Литмир - Электронная Библиотека
A
A

Тата шевельнулась. Не отнимая рук от подбородка, глядя перед собой, сказала:

— Кривляется. А мог бы писать... — она неслышно вздохнула и стала читать на память, все так же — кулаки в подбородок:

Всю ночь топтался у дверей
На тонких лапках дождь.
Я спал над карточкой твоей,
И снилось: вот войдешь...
Топтался дождь, как хитрый зверь,
И ждал, что задохнусь...
Но снилось: тихо стукнет дверь,
Войдешь — и я проснусь.

Никритин щелчком сбил пепел, подул на огонек сигареты.
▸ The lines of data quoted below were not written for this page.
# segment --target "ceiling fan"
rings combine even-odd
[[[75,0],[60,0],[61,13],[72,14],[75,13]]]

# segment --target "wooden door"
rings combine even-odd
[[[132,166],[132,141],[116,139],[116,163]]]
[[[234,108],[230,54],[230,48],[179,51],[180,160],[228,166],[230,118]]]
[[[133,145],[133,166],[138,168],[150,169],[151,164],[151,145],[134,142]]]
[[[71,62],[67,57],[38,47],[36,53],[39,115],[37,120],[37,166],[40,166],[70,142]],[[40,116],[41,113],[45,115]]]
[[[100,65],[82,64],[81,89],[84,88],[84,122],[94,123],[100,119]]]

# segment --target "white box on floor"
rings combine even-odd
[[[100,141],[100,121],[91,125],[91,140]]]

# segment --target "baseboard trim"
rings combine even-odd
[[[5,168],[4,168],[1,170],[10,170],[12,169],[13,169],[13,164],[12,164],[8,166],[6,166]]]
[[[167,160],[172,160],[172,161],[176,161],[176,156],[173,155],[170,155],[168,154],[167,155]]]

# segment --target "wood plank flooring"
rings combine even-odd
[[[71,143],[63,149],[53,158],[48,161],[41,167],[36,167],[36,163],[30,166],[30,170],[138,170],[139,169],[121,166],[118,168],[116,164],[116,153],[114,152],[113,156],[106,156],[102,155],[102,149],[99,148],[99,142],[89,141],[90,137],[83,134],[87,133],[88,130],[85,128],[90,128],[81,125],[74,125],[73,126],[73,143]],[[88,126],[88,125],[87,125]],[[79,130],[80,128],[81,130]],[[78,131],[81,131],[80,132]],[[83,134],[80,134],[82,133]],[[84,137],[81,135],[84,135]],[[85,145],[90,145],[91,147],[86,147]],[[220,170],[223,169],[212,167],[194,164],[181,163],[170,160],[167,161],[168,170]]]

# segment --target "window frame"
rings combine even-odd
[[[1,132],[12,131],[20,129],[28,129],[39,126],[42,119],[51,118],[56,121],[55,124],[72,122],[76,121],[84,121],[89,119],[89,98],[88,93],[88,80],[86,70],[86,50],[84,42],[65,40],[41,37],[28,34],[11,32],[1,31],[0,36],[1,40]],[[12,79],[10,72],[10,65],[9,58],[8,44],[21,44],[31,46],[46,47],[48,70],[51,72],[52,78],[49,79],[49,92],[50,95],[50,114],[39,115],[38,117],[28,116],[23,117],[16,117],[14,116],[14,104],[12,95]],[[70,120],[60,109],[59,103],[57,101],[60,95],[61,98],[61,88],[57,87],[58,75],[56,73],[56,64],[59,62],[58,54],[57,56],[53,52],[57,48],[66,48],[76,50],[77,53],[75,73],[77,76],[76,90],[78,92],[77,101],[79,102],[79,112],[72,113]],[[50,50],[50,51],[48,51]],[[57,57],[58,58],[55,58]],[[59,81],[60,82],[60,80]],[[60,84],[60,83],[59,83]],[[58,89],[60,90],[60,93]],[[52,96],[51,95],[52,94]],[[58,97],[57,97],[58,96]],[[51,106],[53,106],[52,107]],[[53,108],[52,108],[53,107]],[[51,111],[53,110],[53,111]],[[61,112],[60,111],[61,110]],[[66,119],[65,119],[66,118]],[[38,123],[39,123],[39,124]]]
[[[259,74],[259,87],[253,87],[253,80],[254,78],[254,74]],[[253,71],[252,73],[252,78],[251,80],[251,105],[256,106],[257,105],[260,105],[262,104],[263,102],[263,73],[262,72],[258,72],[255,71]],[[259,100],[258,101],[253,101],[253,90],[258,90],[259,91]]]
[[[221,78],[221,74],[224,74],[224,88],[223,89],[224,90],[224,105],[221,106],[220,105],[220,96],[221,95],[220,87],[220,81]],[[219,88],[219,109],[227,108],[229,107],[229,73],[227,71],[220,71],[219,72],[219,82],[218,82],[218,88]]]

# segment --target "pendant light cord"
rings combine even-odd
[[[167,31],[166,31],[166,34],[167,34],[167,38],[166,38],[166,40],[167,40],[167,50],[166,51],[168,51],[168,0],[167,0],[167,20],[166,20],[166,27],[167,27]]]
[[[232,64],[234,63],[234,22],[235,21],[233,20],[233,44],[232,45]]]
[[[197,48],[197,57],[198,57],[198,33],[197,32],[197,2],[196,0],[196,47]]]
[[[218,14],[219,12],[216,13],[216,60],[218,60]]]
Раздулся красный глазок, сгустив вокруг себя темноту. Потому ли, что в стихах действительно был жарок, потому ли, что прочла их Тата, — они ему понравились. Войдешь — и я проснусь.

Но сказал он о другом:

— Тогда... в нашу первую встречу... вы от него сбежали?

Кадмина не ответила.

Он покосился на нее. Опять выпятила губу. Сидит. Молчит. О чем?.. Не все ли равно. Сидит с ним. Не уходит.

Никритин тоже стал проникаться молчанием. Долгим-долгим...

Пали какие-то преграды. Он чувствовал — пали. От этого молчанья вместе, от тепла, неслышно идущего от нее — незащищенной сейчас, раскрытой в почти детской обиде.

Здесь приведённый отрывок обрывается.